Please Explain Passenger Car Floorplan Numbers!

Hello all

OK, I know how steam locomotives are called things like 0-8-0 and what that means. But I have been looking at the recent N scale Micro Trains Pullman cars online, trying to figure out what things like “10-1-2 Heavyweight Sleeper” mean. The numbers don’t seem to mean windows. Do they stand for seats?

JD

JD.

I am not a passenger train modeler but the numbers are a description of the building and layout of the car. A 10-1-2 would be a ten section, 1 lavatory, and 2 drawing rooms. Google Pullman projects for a great site and loads of info on not only Pullman cars but also ACF and other builders.

Pete

There was a recent thread about this very same question. I didn’t know what those numbers meant either until I saw that thread.

Here

Actually a 10-1-2 would be a 10 open sections, 1 drawing room, 2 compartments. If you search the forums, this question had come up a few times before…

http://cs.trains.com/TRCCS/forums/p/180542/1979638.aspx#1979638

Branchline trains website has some good information on Pullman cars.

[:)]

OK, I took a peek at the other thread. I have to say, I am still a bit confused. It seems passenger equipment is a whole other category with its own book of rules. It probably all makes more sense to folks who have actually been around such cars. To me, its all very foreign!

[?]

Pullman built and operated sleeping cars, and built different types of cars and interiors to fit different people’s desires and budgets.

The cheapest sleeping car berth was the open section. Each section had two seats facing each other. At night, the porter could fold the chairs backs down to create a bed, and an upper berth bed that normally in the day was up above the seats could be brought down to create an upper bed. Curtains could be drawn to allow for some privacy. (If you’ve ever seen the movie “Some Like It Hot”, a lot of the action takes place in a sleeping car like that.)

http://www.railswest.com/images/Pullman1890INT1.jpg

Although this was much better than sitting up all night in a coach seat, it wasn’t very private. People who had money could pay extra for a private sleeping area, like a compartment, bedroom or drawing room. The larger the space, the more you paid.

Many cars had more than one type of space available, so it might have open sections, bedrooms and compartments. The numbers like “12-1” or “10-1-2” are used to describe how many of each are inside; usually the first number indicates how many open sections there are. Unlike steam engine’s Whyte system, they’re not going front-to-back but describing in totat what is inside the car.

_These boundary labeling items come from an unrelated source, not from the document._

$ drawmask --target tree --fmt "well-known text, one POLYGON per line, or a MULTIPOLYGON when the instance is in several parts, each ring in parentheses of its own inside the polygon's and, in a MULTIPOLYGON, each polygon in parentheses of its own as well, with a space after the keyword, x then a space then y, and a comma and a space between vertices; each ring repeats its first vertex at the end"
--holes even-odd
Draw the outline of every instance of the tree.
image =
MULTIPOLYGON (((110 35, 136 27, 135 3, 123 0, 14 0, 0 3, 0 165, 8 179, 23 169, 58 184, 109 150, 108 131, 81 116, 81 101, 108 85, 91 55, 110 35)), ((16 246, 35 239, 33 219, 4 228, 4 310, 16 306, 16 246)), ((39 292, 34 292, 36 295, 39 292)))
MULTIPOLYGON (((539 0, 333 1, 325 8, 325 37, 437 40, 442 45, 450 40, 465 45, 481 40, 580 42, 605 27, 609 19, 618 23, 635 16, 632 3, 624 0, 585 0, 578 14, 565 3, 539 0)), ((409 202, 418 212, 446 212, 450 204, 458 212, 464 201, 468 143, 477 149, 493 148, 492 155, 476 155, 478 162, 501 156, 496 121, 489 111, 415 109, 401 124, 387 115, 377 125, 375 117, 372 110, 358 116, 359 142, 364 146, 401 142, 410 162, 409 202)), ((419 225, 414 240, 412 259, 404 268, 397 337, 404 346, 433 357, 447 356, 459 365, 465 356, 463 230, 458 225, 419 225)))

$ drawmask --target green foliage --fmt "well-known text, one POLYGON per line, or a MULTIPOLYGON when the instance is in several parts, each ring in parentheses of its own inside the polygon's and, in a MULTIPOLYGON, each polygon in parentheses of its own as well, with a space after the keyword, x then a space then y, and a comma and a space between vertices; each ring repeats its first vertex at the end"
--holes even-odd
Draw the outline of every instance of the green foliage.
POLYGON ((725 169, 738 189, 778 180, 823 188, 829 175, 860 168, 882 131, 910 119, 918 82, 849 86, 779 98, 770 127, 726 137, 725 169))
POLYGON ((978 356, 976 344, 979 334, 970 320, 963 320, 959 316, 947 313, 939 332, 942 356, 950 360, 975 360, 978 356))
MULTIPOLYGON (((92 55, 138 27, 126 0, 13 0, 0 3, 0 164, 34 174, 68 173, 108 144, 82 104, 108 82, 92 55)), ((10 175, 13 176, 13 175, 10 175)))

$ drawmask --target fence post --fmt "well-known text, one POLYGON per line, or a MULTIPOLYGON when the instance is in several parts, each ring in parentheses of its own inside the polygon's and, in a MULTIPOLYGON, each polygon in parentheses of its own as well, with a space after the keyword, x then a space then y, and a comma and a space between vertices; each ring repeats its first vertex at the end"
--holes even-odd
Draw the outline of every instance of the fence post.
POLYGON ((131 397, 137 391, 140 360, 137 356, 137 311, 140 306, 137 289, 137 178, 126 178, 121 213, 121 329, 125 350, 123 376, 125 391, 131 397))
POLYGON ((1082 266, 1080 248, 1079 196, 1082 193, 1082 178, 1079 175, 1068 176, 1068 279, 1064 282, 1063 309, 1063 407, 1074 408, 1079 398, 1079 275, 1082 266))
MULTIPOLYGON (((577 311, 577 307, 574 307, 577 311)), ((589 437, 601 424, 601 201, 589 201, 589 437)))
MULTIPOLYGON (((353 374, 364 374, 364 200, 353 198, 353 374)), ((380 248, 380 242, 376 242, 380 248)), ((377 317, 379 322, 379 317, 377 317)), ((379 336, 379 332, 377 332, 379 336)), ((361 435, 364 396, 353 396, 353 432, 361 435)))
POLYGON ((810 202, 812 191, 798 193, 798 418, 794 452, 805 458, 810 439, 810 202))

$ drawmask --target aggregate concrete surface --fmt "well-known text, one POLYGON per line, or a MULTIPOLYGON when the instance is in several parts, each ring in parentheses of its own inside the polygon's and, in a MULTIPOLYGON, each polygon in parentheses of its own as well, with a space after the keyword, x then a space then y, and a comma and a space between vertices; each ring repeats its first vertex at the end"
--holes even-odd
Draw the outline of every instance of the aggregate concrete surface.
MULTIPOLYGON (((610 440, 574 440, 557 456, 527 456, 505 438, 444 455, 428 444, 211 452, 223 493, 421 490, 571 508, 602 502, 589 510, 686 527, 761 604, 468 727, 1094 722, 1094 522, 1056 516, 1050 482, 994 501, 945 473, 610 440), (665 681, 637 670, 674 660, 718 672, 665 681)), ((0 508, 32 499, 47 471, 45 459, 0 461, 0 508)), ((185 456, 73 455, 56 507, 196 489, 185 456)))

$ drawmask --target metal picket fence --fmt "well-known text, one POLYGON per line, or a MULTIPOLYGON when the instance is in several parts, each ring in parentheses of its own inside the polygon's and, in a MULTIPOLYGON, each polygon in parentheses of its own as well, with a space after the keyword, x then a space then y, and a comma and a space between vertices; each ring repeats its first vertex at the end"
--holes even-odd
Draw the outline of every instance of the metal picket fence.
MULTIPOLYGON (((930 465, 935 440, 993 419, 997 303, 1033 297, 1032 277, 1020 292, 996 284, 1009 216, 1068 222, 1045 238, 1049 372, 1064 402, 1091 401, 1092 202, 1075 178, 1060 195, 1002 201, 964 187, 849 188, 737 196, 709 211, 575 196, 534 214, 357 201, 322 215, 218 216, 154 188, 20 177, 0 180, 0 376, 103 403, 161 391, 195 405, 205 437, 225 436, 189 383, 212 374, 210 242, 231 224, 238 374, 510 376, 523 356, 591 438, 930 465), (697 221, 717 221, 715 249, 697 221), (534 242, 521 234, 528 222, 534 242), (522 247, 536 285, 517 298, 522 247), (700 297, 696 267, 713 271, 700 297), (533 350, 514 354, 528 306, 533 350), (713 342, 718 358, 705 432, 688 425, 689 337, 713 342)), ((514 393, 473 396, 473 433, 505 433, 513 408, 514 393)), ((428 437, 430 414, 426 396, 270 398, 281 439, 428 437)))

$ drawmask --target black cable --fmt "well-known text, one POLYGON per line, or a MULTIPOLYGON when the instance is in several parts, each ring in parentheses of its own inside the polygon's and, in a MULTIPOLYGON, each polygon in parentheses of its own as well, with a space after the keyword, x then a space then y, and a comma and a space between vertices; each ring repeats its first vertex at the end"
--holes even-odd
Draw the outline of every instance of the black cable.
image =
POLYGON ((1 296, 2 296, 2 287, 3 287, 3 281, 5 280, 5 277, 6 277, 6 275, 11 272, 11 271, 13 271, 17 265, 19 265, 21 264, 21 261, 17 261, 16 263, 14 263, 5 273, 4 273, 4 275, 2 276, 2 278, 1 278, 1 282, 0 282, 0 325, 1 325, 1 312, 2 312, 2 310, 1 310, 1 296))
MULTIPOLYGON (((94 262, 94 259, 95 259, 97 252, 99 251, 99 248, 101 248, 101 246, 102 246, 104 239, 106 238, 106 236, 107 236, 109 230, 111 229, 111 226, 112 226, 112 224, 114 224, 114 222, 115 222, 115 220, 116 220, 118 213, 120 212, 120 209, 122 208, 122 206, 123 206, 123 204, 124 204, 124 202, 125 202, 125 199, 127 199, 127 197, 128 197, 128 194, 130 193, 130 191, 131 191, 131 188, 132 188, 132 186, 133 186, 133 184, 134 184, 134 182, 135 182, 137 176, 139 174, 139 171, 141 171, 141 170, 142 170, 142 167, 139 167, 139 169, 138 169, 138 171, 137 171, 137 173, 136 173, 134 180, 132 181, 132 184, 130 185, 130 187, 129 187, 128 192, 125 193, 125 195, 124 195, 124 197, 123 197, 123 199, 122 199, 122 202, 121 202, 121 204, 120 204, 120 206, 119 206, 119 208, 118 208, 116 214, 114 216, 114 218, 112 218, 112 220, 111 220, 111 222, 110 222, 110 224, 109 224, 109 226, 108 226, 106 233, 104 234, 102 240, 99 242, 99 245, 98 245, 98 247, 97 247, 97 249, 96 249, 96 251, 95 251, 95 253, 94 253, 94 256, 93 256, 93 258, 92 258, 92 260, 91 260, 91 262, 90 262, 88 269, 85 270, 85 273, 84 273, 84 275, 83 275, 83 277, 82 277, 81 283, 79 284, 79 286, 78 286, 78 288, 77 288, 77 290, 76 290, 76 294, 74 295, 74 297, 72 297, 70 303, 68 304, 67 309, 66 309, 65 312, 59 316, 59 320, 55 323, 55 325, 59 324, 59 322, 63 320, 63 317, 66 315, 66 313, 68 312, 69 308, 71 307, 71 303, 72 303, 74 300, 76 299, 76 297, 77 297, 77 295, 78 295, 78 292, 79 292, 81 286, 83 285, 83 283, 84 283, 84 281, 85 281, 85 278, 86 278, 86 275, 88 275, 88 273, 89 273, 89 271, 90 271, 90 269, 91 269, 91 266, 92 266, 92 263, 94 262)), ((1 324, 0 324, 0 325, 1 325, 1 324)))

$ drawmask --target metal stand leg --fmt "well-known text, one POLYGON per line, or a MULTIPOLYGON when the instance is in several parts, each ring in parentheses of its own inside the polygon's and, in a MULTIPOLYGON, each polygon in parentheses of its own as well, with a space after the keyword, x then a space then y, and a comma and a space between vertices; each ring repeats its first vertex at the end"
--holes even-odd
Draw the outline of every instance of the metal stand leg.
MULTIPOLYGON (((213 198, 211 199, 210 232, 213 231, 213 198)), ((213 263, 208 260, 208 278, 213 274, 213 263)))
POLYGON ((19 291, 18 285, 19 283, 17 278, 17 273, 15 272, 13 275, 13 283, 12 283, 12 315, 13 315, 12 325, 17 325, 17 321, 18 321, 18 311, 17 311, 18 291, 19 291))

Actually, there;s an American and Candian style of numbering. The American car numbers read # open berth, #compartment, # Drawing. The Canadian number reads from one of the car to the other. Thus an American 6-6-4 is a Canadian 6-4-6. That said, seeing as how most cars were built by the American Pullman and American Budd companies, they tended to stick with the American numbering schemes, but the Canadian varient does pop up, and the diffewrence tripped up Rapido. From the newsletters it sounded like they got a lot of “Great Northern never owned any 6-4-6 sleepers.” Yes they did, here;s the numbering schemse we used." “OH, you mean the 6-6-4s.” “Isn;t that what we said?”

Interesting!! The point I was making was that a 10-1-2 wouldn’t necessarily have 10 open berths at one end, and one compartment and two drawing rooms at the other end. It might have the 10 berths in the middle, with a compartment at one end of the car and two drawing rooms at the other. Since the OP referenced the Whyte system, I thought he might be confused because he was assuming the numbers were in order of where the sections or compartments or whatever were in the car “front to back”, which they aren’t.